The emphasis here should be on the words “restaurant-quality prepared foods.” Kroger; like other grocers such as Whole Foods, is slowly moving into the restaurant business. It has opened Asian cafes and tacoritas in some of its stores.
Connecting this system to UberEATS would increase the customer base. More importantly, it would get some of those Millennials who are reluctant to push a shopping cart to start buying from Kroger.
Why Kroger Might Need Uber
Just imagine how much more business UberEATS would do if it could deliver your laundry detergent, diapers and milk as well as your pizza. That will certainly be appealing to Millennials who are used to ordering everything around, and to younger people that hate to drive.
The percentage of Americans with driver’s licenses is falling. The University of Michigan’s Transportation Research Institute discovered that 31% of America’s 19 year olds; and 16.5% of those aged 20 to 24 did not have driver’s licenses in 2014. The same survey determined that 23.6% of Americans between 16 and 44 did not have driver’s licenses; in contrast only 7.9% of those between 45 and 69 years old lacked a license to drive.
Those statistics are very bad news for Kroger, a company that operates supermarkets designed in the expectation that most of its customers will have cars. They are good news for Uber, a company that sells rides to those without their own wheels.
Why Uber might Need Unions and Kroger
This might explain why Uber is so anxious to unionize and get into supermarkets.
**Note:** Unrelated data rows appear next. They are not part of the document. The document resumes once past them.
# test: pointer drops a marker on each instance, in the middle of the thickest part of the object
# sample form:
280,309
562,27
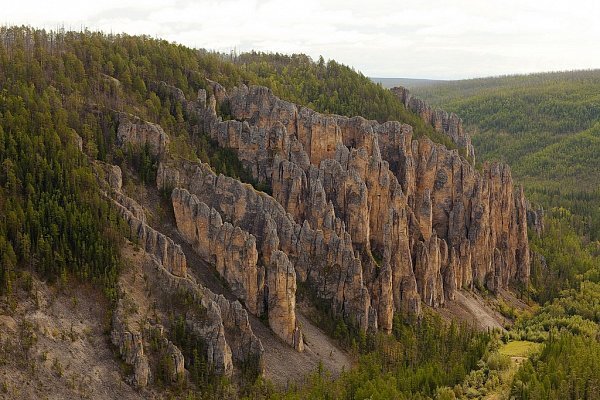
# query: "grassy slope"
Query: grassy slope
543,125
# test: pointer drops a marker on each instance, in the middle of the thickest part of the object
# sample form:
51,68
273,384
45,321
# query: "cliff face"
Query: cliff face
224,326
373,221
447,123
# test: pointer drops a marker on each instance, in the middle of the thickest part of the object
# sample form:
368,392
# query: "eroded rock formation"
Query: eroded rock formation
224,326
233,251
370,218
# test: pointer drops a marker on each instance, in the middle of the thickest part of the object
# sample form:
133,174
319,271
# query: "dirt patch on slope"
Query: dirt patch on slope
285,366
471,308
54,345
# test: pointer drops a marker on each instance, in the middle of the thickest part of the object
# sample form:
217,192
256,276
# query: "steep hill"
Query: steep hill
232,227
544,126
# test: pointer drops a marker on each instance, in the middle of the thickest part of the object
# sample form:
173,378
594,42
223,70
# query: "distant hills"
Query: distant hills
545,125
406,82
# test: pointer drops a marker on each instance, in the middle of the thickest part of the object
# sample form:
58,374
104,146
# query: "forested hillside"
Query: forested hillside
62,95
544,126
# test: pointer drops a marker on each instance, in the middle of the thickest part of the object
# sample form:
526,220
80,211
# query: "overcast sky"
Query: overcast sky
415,39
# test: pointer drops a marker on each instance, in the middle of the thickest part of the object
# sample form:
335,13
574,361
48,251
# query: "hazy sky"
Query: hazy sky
417,38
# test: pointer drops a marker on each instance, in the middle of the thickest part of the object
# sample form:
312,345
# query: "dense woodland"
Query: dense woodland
545,126
58,88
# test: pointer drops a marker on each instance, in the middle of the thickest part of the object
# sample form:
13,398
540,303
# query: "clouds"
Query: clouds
428,38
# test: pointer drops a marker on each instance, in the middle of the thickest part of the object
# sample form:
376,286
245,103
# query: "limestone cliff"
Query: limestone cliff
270,290
224,326
370,218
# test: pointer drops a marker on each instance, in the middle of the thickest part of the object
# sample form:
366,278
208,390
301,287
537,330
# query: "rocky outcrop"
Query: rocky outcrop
224,327
281,298
535,219
168,252
233,252
230,249
447,123
130,343
139,133
374,221
316,257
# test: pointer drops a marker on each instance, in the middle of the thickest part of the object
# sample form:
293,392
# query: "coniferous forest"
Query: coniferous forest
57,94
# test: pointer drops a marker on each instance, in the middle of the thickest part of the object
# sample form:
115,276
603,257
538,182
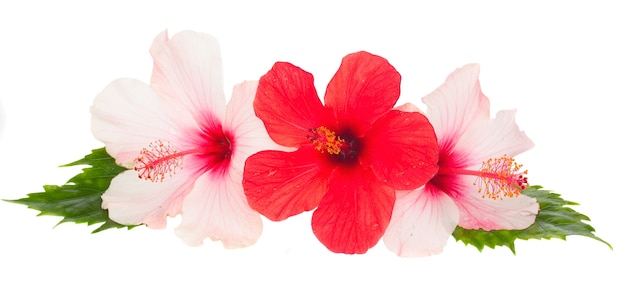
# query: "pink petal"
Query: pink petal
128,115
133,201
287,103
364,88
188,68
422,222
248,131
353,215
494,138
281,184
488,214
401,148
217,208
456,105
Kalanick has other good reasons to expand EATS and his delivery services; including the loss of taxi business in cities like Austin that have banned ride sharing apps. Uber Eats is still functioning in Austin, even though the ride service is shut down, The Austin American-Statesman reported.
Uber almost lost a far bigger market than Austin when Chicago’s City Council voted on an ordinance similar to the one in the Texas capital on June 23, 2016. News reports indicate the council backed down only after Uber threatened to leave town.
Such stories expose the shakiness of Uber’s business model and show why Kalanick is so interested in developing new sources of revenue such as delivery. Since delivery services are not regulated like taxis are they will be easier to expand and operate in more areas.
A potential deal with Walmart or Kroger might also explain the formal agreement Uber recently signed with Fiat-Chrysler Automobiles (NYSE: FCAU) to develop self-driving vehicles. Uber wants access to the Dodge Grand Caravan, Rammaster Pro and Chrysler Pacifica vans which would be perfect delivery vehicles. Chrysler also has a deal to develop a self-driving van with Alphabet (NASDAQ: GOOGL).
The union story and the Kroger earnings report indicate that there will soon be major changes to Uber’s business model. The app-based solution may soon transition from a taxi company to a delivery service. When it does, Uber might be in a position to disrupt retail and threaten delivery companies like UPS (NYSE: UPS) and FedEx (NYSE: FDX).
The future of Uber might just be in retail and delivery, just as the future of supermarkets could be in delivery apps. That means, app-based driving will be the next frontier for unions, and the Independent Drivers Guild could one day be bigger and more powerful than the Teamsters.